Student Ashlee Redmond explained that theory in the presentation. “It is thought that Tom and Fraser had a heated exchange, with Fraser pushing Tom into the hearth of the fireplace where Tom likely fell and hit his head on an andiron, which caused his death and accounted for the gash on his head.”

The students’ theory is based on a confession that Fraser's wife Annie reportedly made to her friend Daphne Crombie, that she and her husband Shannon had dragged Tom's body to the lake. In part of their research the students quote Crombie, who 60 years later, on January 4, 1977, stated in an interview with Algonquin historian Ronald Pittaway, that “she (Annie Fraser) never told me lies, ever.”

The students feel that this is the most likely explanation of what happened to one of Canada’s best-known painters.

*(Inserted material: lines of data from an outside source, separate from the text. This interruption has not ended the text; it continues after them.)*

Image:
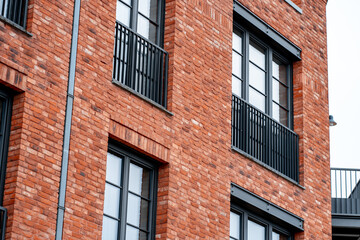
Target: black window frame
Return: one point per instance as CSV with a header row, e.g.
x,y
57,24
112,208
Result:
x,y
139,64
6,96
271,52
160,19
246,215
263,211
128,156
14,12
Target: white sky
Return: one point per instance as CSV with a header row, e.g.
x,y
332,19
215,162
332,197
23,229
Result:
x,y
343,27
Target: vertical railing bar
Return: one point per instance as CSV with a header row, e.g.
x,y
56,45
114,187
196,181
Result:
x,y
166,79
125,61
116,52
161,58
24,14
161,77
19,10
144,66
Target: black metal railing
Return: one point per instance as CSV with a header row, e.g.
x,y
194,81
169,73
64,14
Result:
x,y
345,191
268,141
3,218
140,64
15,11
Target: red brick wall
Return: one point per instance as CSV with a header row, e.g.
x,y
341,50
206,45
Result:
x,y
194,144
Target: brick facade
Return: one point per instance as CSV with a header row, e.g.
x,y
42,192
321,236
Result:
x,y
193,144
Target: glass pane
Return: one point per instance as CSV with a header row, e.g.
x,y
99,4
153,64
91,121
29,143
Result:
x,y
139,180
276,112
257,78
255,231
236,86
256,99
257,55
127,2
113,169
234,225
123,13
112,201
137,213
110,229
132,233
282,74
278,236
280,114
1,114
149,9
237,64
146,29
279,71
275,69
237,41
280,93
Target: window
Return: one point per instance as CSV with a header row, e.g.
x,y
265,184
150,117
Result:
x,y
140,64
262,114
261,76
130,197
254,218
142,16
5,121
246,226
15,11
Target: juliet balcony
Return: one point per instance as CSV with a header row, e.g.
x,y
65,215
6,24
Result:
x,y
345,203
3,218
265,140
140,66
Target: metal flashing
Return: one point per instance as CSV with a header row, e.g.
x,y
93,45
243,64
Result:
x,y
267,207
68,118
296,7
267,30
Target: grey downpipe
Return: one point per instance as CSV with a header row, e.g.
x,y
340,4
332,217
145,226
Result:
x,y
67,127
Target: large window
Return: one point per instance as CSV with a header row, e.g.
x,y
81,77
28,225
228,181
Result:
x,y
15,11
262,115
261,76
130,197
140,64
254,218
5,120
142,16
246,226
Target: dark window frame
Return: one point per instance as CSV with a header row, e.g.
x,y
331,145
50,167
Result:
x,y
270,53
14,12
128,156
246,215
6,97
160,19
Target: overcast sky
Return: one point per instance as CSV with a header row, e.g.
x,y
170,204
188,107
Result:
x,y
343,27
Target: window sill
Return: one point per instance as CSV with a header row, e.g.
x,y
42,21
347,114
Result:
x,y
17,26
266,166
296,7
155,104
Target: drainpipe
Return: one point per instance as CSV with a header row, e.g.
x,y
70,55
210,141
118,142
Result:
x,y
68,117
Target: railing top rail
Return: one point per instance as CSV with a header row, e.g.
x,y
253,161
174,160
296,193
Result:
x,y
345,169
266,115
142,37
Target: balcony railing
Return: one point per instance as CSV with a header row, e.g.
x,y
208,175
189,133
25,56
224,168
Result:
x,y
140,65
15,11
3,217
345,191
266,140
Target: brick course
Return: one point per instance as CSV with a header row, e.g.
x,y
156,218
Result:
x,y
194,144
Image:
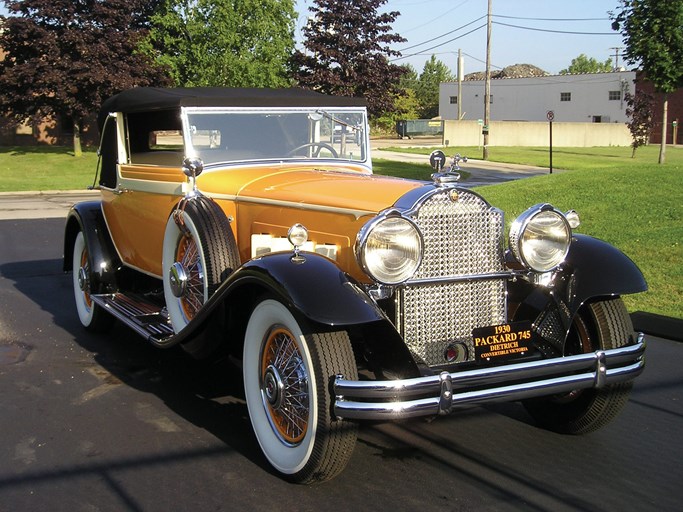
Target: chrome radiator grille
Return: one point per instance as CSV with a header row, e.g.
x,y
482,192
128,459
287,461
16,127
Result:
x,y
462,237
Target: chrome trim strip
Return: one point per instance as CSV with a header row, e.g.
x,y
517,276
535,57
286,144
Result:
x,y
289,204
466,278
407,398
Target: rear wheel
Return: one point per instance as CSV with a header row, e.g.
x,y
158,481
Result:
x,y
199,251
287,383
91,315
598,326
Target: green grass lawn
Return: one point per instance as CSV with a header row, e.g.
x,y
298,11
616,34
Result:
x,y
635,204
45,168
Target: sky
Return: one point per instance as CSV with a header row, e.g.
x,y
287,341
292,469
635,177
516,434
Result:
x,y
545,33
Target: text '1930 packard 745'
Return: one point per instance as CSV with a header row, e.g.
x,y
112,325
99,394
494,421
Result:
x,y
248,221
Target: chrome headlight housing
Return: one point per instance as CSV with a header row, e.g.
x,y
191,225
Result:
x,y
389,249
540,238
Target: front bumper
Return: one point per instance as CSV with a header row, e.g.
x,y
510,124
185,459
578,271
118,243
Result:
x,y
439,394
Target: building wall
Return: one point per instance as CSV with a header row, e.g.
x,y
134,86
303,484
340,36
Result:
x,y
529,99
536,134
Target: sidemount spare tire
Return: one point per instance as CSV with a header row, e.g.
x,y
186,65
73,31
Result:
x,y
199,251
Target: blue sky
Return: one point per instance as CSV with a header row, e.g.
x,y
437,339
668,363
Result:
x,y
554,31
424,20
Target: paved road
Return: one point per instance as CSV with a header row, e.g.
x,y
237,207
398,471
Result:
x,y
108,423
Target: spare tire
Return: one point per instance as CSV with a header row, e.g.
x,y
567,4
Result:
x,y
199,251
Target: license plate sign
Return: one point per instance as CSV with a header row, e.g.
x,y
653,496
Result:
x,y
497,343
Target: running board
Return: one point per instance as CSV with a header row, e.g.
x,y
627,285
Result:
x,y
142,315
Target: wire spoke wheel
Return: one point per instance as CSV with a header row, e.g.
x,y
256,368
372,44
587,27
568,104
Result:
x,y
598,326
287,374
284,384
199,251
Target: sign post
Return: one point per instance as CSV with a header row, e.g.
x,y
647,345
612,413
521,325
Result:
x,y
551,115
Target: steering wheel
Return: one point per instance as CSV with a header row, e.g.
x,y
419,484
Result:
x,y
319,145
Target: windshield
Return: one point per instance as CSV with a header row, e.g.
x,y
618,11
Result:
x,y
232,135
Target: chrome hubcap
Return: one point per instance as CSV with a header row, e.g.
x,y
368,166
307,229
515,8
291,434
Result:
x,y
273,387
83,284
177,279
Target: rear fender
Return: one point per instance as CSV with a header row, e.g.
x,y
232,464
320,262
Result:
x,y
103,259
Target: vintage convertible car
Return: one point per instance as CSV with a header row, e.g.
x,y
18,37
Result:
x,y
248,222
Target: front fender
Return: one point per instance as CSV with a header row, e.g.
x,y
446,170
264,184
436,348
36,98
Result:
x,y
313,285
103,258
594,268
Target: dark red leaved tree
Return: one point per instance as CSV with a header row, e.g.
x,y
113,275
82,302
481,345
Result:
x,y
64,57
347,51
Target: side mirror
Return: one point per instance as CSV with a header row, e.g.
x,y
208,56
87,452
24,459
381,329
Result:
x,y
193,167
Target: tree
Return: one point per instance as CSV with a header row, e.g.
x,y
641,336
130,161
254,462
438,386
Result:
x,y
228,43
652,35
585,64
347,52
64,57
640,112
427,92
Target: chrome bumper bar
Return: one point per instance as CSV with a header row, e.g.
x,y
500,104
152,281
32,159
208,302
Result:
x,y
440,394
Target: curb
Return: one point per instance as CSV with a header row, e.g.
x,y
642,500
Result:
x,y
48,192
658,325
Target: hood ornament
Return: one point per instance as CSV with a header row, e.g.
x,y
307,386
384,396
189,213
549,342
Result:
x,y
441,177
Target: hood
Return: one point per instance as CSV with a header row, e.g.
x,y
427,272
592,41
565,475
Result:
x,y
350,190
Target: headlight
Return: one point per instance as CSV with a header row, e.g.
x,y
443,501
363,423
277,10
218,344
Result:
x,y
540,238
390,249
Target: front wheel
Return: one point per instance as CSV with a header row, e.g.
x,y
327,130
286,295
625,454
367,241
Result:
x,y
598,326
287,384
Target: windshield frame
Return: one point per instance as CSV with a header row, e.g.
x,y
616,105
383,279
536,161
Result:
x,y
332,114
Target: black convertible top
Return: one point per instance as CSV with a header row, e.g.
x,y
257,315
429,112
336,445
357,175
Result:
x,y
141,99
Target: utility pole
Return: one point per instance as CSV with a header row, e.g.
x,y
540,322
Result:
x,y
616,56
487,86
460,72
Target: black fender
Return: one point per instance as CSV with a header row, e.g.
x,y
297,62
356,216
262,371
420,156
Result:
x,y
311,284
316,289
104,260
593,268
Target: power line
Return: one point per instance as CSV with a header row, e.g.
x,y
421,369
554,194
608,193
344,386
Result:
x,y
442,35
548,19
439,45
555,31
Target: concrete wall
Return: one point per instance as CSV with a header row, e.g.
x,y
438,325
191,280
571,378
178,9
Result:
x,y
513,133
573,98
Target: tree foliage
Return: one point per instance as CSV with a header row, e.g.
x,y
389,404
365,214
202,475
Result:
x,y
427,89
639,109
226,43
652,35
585,64
347,50
64,57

The mystery, however, continues and the subject has been recently unearthed again with the recent news of a new Thomson painting that was bought for $50 at a flea market in B.C. The sketch-style painting, thought to have been painted in 1915 from his canoe in Algonquin Park, is estimated to be worth anywhere from $150,000 to $200,000. Further information uncovered by the students shows that a B.C. connection to Thomson's work is not so unusual. Their research at Queen’s University archives shows that the Frasers’ daughter Mildred married Arthur Victor Biggs in 1922, eventually moved to B.C. and had a son, Lorne, who is still alive and who reportedly lived in B.C. until just one year ago. So the plot thickens, as they say, and the theories continue.

In the meantime Tom Thomson's name and paintings (Photo right, West  Wind by Tom Thomson) will forever be enshrined in the Canadian imagination and now there is a possible connection to the village of Harrowsmith, the birthplace of J. Shannon Fraser. The “Searching for Tom” project will be on display at the Cloyne Pioneer Museum, which opens on Saturday, June 23.

Following the students’ presentation, NAEC teacher, painter, photographer, graphic designer and writer Katie Ohlke also made an equally compelling presentation about her forays into Algonquin Park last summer, where she followed in the footsteps of Tom Thomson and discovered many of the exact sites where certain of his works were painted.

In other C&DHS news, On May 19 at 9 a.m. the Pioneer Museum will be holding its annual garage sale at Barrie Hall.